Some animals will struggle to find food and cover in their newly charred habitat. Some that fled the fires by going underground or fleeing may find themselves in an inhospitable environment.
The need to help Australia’s vulnerable animals struck a chord with crafters. That comes as no surprise to Abby Johnson of Albertville, Minn.
“Crafters love planning and executing projects, putting it in motion and seeing an end result,” she said. “When what we work on serves a bigger purpose, it adds that much more satisfaction to it.”
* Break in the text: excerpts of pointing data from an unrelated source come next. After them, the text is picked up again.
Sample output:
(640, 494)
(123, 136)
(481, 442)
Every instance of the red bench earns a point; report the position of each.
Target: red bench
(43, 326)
While Johnson wasn’t at the two-day sew-in that Arnoldy arranged, she followed it through a loosely organized Facebook group. Nearly 380 crafty Minnesotans who are producing items for Australia have joined the group. They’ve shared designs and patterns approved by Australian agencies, posted photos of their finished projects and cheered on each other.
Mary Wojtalewicz of Moorhead, Minn., is gathering items from the northwestern corner of the state. She has crocheted dozens of nests of various sizes that have been requested for orphaned birds and small rodents.
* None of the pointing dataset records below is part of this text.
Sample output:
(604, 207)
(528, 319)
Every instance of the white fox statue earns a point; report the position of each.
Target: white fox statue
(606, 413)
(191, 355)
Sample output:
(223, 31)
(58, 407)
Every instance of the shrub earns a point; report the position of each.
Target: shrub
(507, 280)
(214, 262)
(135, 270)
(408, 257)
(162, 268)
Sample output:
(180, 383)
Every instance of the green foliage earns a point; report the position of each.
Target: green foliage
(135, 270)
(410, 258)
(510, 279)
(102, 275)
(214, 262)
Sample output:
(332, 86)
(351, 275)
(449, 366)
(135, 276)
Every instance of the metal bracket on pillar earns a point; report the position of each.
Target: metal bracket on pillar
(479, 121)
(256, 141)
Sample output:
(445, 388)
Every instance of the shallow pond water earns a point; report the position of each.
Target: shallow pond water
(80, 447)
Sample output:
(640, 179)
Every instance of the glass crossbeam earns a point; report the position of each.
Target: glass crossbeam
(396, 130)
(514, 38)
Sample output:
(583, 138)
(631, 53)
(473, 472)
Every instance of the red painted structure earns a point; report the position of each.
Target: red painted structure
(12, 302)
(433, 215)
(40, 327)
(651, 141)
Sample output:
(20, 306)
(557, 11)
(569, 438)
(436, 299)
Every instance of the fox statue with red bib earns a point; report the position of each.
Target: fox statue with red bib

“The natural material they would use to build the outside of their nests is gone, so we are doing that part for them,” Wojtalewicz said.
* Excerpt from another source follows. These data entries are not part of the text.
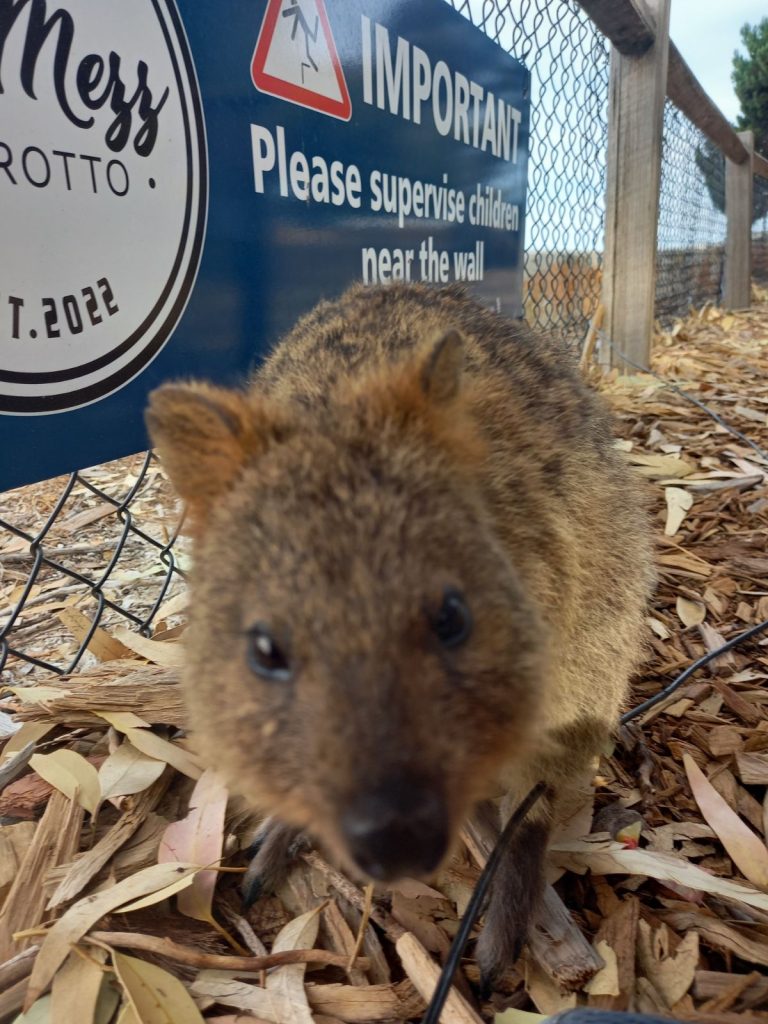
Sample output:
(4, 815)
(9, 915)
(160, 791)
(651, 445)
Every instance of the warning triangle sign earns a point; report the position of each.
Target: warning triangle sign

News of the need for items to help Australian animals has spread like, well, wildfire.
Crafters around the world have sent so many handmade pieces that some Australian organizations and animal sanctuaries have announced they are no longer accepting donations.
The Minnesota group, however, has connections to a volunteer on the ground who will take their shipment en mass and deliver the items.
Karen Kingston, who lives 8,500 miles from the Twin Cities as the kookaburra flies, is a friend of one of the Minnesota crafters. She donates her time to a nonprofit in Queensland that distributes supplies to rehabilitation centers and has pledged to get the handiwork into the hands of “carers who need them.”
“To see our precious wildlife suffer, to see them hurting and in pain, is heartbreaking,” Kingston said in an e-mail. “Wild koalas approach people for help and water when normally they are shy and reserved near humans.”
Kingston said she’s been “overwhelmed by the kindness, caring and generosity of people all over the world. This gives us much hope; words can’t describe our gratitude. Thank you from your friend on this side of the puddle.”
In mid-February, Alyshia Buchholz is making a very personal journey.
The 23-year-old is taking a break from her job of wiring snowmobiles and ATVs on the Polaris assembly line in Roseau, Minn., to fly to Australia with suitcases full of Minnesota-made kangaroo wraps and bat slings.
She’ll spend four months living in a hostel and volunteering at a wildlife hospital at the Australia Zoo in Beerwah.
The zoo was founded by the parents of the late television wildlife host Steve Irwin, whose programs had a profound influence on Buchholz.
“He was my childhood hero, starting when I was 5 years old,” she said. “It was my lifelong dream to go to Australia and work with wildlife.”
Born with polycystic kidney disease, Buchholz had a kidney removed when she was 19. After she recovered, she spent six weeks in Australia, where she volunteered for a wildlife sanctuary and a sea turtle behavioral study.
“My health situation showed me that I had to do what I wanted to do now — I couldn’t wait,” she said. “I loved doing that conservation work.”
She admits she’s a bit nervous about her return visit, which was planned before the fires flared.
“Animals at the Australia Zoo weren’t hurt, but they [the zoo] are receiving animals who were,” she said. “It’s nerve-racking to imagine what I will see. I hope after the wildfires die down, people won’t lose their passion to help animals, there or in their own communities.”
That’s exactly what the Minnesota craft group plans to do.
Once they’re finished knitting, sewing and crocheting for needy Australian animals, the newly organized crafters will shift their focus to wildlife rehabilitative centers and animal rescue groups in Minnesota, making blankets, crate pads, hammocks and nests.
Even though it was spurred by loss of animal life on a continent far away, they plan to craft it into a lasting legacy here at home.
Kevyn Burger is a Minneapolis-based freelance broadcaster and writer.